At first glance, living wage discussions seem to have little to do with competition law. Yet garment brands’ concerns about potential violations of competition law have blocked efforts to collectively raise wages in factories that supply multiple brands. But the fact is, as long as companies take some key precautions, their efforts to raise wages collectively do not present a serious legal risk.
According to Mark Held, Executive Director of the European Outdoor Group and a member of FWF’s Board, ‘There is a conventional wisdom among outdoor and sports companies – and probably most garment companies – that you don’t go near anything that could be misconstrued as a violation of competition law.’
For those unfamiliar with competition law (or, in the US, anti-trust law), Wikipedia explains that this kind of law has 3 main elements:
- Prohibiting agreements or practices that restrict free trading or competition between businesses
- Banning behaviours that lead to a single firm dominating an entire market
- Supervising mergers and acquisitions of businesses that could threaten competition in the marketplace.
How does competition law apply to living wages in the garment industry?
The dominant model in today’s garment industry is for garment brands to source their collections from numerous factories – and for each factory to produce for various brands. This allows for specialisation in production (and therefore, as the theory goes, greater efficiency).
What this model of sourcing also means, however, is that most brands seeking living wages for workers cannot achieve this singlehandedly: they do not own the facilities where they produce, and most brands only make up a small proportion of production in the factories where they source.
According to Mark Held, ‘In many cases, brands producing in the same production facility would need to work together to ensure they have sufficient scale for the payment of fair wages.’
But fears about possible violations of competition law have slowed progress on living wages. As FWF’s advisor on living wages Anne Lally explains: ‘If a living wage project involves any discussion of financial details – even if the total price paid to the factory by each brand is never mentioned – it is unlikely brands will participate. They cite competition law risks as a major impediment.’
Does collaboration around wages actually present a legal risk to companies seeking to do the right thing?
As long as companies take some key precautions, their efforts to raise wages collectively do not present a serious risk with regard to competition law. That is the upshot of the advice that legal counsel from law firm Arnold & Porter LLP has offered FWF members.

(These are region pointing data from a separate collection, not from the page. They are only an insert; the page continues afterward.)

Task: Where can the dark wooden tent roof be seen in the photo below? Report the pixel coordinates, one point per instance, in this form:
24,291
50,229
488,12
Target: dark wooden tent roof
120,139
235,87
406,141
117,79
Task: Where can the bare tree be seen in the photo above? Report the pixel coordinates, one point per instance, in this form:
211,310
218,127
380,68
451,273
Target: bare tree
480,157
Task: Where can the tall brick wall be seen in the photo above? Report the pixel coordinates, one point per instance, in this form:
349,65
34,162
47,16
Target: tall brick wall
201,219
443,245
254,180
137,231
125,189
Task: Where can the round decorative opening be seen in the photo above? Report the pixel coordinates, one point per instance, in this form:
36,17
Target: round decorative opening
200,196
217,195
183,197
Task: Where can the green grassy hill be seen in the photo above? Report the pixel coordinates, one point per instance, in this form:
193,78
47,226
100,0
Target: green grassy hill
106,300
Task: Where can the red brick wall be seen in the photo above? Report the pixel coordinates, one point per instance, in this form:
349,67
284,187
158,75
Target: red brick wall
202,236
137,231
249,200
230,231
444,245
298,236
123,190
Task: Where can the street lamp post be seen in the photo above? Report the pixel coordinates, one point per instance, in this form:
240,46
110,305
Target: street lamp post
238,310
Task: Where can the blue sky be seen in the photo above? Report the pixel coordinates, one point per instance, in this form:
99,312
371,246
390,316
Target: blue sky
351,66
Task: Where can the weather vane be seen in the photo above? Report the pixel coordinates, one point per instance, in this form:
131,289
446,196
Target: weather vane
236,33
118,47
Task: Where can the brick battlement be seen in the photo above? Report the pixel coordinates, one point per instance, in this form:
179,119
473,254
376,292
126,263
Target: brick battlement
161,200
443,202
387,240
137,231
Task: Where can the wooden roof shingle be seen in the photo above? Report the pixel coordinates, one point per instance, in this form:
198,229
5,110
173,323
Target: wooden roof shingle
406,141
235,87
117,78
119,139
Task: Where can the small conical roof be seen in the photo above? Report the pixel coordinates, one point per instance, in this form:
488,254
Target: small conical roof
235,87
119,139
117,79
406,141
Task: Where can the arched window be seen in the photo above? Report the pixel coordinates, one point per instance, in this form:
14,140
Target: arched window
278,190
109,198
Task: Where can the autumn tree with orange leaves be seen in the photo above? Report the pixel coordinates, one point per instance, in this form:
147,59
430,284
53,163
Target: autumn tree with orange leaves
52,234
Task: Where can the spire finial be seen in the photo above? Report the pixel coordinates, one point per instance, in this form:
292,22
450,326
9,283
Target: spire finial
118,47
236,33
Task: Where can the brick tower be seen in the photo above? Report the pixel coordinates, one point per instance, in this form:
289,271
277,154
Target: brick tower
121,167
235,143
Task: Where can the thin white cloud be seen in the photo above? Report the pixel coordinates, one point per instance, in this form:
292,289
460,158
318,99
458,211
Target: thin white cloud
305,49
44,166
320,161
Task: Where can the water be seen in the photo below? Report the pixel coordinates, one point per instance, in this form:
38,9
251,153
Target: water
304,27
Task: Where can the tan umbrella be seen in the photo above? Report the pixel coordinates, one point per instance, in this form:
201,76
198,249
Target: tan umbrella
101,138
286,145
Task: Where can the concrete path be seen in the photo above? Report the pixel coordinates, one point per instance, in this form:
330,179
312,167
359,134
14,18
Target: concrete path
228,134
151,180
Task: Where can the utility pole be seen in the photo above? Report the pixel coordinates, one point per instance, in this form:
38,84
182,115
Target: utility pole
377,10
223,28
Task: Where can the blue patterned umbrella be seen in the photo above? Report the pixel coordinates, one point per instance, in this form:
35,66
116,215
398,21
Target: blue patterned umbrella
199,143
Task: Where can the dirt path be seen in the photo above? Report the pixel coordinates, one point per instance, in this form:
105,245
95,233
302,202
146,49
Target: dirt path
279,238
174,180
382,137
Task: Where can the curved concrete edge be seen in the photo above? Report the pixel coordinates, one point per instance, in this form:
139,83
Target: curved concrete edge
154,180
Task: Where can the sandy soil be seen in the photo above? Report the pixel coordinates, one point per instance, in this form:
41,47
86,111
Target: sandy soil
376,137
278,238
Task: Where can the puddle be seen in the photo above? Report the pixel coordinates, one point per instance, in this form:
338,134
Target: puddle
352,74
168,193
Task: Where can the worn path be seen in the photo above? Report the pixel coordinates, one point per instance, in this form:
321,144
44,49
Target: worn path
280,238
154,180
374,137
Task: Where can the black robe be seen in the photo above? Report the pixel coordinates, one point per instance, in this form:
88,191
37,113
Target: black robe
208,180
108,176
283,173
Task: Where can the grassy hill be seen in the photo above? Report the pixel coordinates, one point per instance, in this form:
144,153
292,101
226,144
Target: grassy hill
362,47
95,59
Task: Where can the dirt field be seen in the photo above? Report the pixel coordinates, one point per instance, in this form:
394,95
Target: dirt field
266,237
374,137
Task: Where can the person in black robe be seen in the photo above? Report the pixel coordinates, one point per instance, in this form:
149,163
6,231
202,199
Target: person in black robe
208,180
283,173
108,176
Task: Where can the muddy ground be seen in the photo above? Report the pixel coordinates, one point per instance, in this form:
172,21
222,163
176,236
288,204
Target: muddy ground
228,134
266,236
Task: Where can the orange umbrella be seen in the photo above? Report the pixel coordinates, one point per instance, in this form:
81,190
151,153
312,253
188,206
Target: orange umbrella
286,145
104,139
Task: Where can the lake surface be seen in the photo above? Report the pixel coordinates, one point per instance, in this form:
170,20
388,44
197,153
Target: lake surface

Arnold & Porter, which has a global reputation on competition and anti-trust law, has taken FWF on as a pro bono client to help FWF develop guidance to help push past this major obstacle to action on living wages.
- Read Arnold & Porter’s Opinion to FWF, ‘The Application of EU Competition Law to the Adoption of the Living Wage Standard’
The low legal risk represented by such collective action is largely linked to the fact that wages make up a very small portion of most garment prices at retail, and even FOB pricing – so the impact on price competition is expected to be minimal.
FWF promotes the practice of labour minute pricing as an approach to living wage implementation. This approach allows divergences in pricing – at both the factory level and at retail – to remain intact. Such divergences promote competition and minimise the risk of legal action.
To support FWF members in their efforts to collaborate to raise wages in shared facilities, FWF has developed a short guidance document based on advice from Arnold & Porter.
- Access FWF’s guidance to companies collaborating on living wages, based on guidance from Arnold & Porter
Taken together, these tools represent a real step forward for all of us working on living wages for garment workers. For years, discussions about brand collaboration on wages have been overshadowed, even short-circuited, by anti-trust concerns. This guidance means we now know the rules of the game. And what’s clear – and exciting – is there is real room for manoeuvre.